UN SERVICE de proximité.

Cindy Morlec estime que la conciergerie est un service mutualisé qui « répond à une dynamique de quartier », et qu’elle est quasi « ingérable » par un commerce seul. Pour les pharmacies qui rejoignent son offre Hop’Easy, « il n’y a aucune charge fixe. La rémunération se fait à la commission, nous envoyons une facture seulement en cas d’activité ». Le principe de la conciergerie plaît déjà aux établissements de santé. A tel point que Happytal, qui a levé 23 M€ fin novembre 2018, étend son activité aux Ehpad et maisons médicalisées. A quand une collaboration avec un groupement de pharmaciens ? Happytal laisse la porte ouverte, mais garde ses priorités sur le choix de ses partenaires : la proximité des établissements de santé avec les clients, les prix pratiqués (raisonnables pour être en phase avec les patients des hôpitaux publics) et la motivation des titulaires. Du sur-mesure !

Publicité

50M d’€

C’est le poids du marché de la conciergerie en France. Un secteur en fort développement, puisque le C.A des sociétés de conciergerie a doublé entre 2011 et 2017 et que son rythme de croissance prévisionnel se situe autour de 14 % en 2020.

Source : Étude « Les marchés de la conciergerie à l’horizon 2020 », du cabinet Xerfi-Precepta.

UNE AIDE APPRÉCIÉE

38 % de la population sont attirés par les services d’aide au quotidien (consigne, tâches domestiques, points relais …).

Source : Observatoire de l’habitat 2018 de l’ObSoCo.

En entreprise

Au service du bien-être

La conciergerie est aussi un outil de management. Certaines grandes entreprises proposent un tel service (pressing, cordonnerie, baby-sitting, garde d’animaux, organisation de pot de départ, etc) à leurs salariés pour leur faciliter la vie et les fidéliser.

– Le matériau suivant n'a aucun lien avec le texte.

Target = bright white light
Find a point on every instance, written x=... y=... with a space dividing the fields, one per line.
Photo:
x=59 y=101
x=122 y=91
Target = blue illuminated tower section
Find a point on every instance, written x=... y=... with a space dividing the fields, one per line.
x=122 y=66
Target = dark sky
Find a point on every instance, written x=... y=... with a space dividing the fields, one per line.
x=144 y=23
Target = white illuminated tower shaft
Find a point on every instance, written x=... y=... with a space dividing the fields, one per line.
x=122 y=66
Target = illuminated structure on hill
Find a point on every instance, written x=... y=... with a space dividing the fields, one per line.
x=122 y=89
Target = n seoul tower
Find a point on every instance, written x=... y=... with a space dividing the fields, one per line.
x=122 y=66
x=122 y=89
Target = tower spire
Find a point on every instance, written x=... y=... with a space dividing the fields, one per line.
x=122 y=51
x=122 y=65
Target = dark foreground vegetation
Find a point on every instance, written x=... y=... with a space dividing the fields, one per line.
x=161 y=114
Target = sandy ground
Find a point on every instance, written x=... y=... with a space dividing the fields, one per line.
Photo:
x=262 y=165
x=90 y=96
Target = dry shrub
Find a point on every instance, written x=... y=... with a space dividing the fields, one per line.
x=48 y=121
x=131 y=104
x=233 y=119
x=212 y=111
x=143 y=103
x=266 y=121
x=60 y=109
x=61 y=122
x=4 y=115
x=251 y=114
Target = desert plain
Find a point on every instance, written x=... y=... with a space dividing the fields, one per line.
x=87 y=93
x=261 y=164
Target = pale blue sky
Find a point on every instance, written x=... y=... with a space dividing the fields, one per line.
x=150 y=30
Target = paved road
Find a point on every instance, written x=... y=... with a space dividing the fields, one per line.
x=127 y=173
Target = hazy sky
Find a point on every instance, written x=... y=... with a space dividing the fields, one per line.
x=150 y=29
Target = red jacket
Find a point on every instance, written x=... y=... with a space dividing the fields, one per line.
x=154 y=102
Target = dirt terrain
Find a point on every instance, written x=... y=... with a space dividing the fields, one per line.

Et à en croire Khan Magne, cofondateur de Minute Pharma, société de livraison spécialisée en santé installée à Paris, l’officine s’y met aussi. « Nous sommes en train de devenir un service de conciergerie pour les pharmaciens qui nous font livrer des pièces à leur comptable, aller chercher un costume chez le tailleur… », confie-t-il, étonné de voir les services de son entreprise s’élargir de façon inattendue.